Ein Schutzkonzept für die Spitäler – unter anderem mit Schulungen, Besuchsbeschränkungen, einem starken Ausbau der Tests, Zugangssicherungen etc. – soll dazu führen, dass wir unsere Mitarbeiter in den Spitälern, die großartige Arbeit leisten, bestmöglich schützen. Jede Erkrankung, jede dadurch erzwungene Schließung von Spitälern schwächt uns, weil sie unsere Behandlungskapazitäten in der Krise verkleinern. Und natürlich arbeiten wir auch an der Frage, welche Personengruppen mit medizinischer Ausbildung uns helfen können.
Wer außer denen, die sich schon freiwillig gemeldet haben, soll sich angesprochen fühlen? Auch Ex-Zivildiener mit Nicht-Rotkreuz-Ausbildung? Auch junge Frauen?
Freiwillige insgesamt – alleine die Caritas hat bereits die Meldung von 2.000 neuen Freiwilligen. Aber auch die Absolventinnen und Absolventen des Freiwilligen Sozialen Jahres.
Die Jungen fühlen sich verantwortlich für die Alten. Wo gibt es noch Potenzial?
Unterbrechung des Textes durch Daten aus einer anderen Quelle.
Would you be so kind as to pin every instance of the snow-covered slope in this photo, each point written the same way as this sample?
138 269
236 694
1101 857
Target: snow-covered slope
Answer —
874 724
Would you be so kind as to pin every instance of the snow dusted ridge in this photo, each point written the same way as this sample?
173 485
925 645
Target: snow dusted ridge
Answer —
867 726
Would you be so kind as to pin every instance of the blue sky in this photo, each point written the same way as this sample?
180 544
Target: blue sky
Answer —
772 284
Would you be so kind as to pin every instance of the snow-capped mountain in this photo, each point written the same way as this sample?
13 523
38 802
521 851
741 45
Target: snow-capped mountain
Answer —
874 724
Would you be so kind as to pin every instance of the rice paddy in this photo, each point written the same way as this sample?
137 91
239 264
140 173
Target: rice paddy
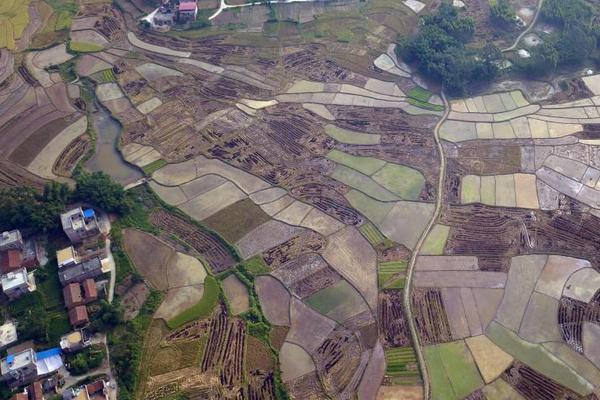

Gerade in dieser Krise zeigt sich, wie die jungen Menschen sich für die Älteren einsetzen und ihrer gesellschaftlichen Verantwortung gerecht werden und nachkommen. Das muss vor den Vorhang geholt und gewürdigt werden.
Die Beteiligungsquote bei den 15 – 29 jährigen ÖsterreicherInnen in der Freiwilligenarbeit liegt bei 43 %, in der Nachbarschaftshilfe bei 28 %. Gerade auch junge Menschen mit Migrationshintergrund engagieren sich ganz besonders in der Nachbarschaftshilfe (35 %).
Unzählige Nachbarschaftsinitiativen, Online-Unterstützungsangebote und Kommunikationsgruppen haben sich gebildet. Auch über das „Freiwilligenweb“ des Sozialministeriums können Menschen ihre Hilfe anbieten. Jeder Beitrag zählt und hilft, alle Menschen sicher durch diese Krise zu führen.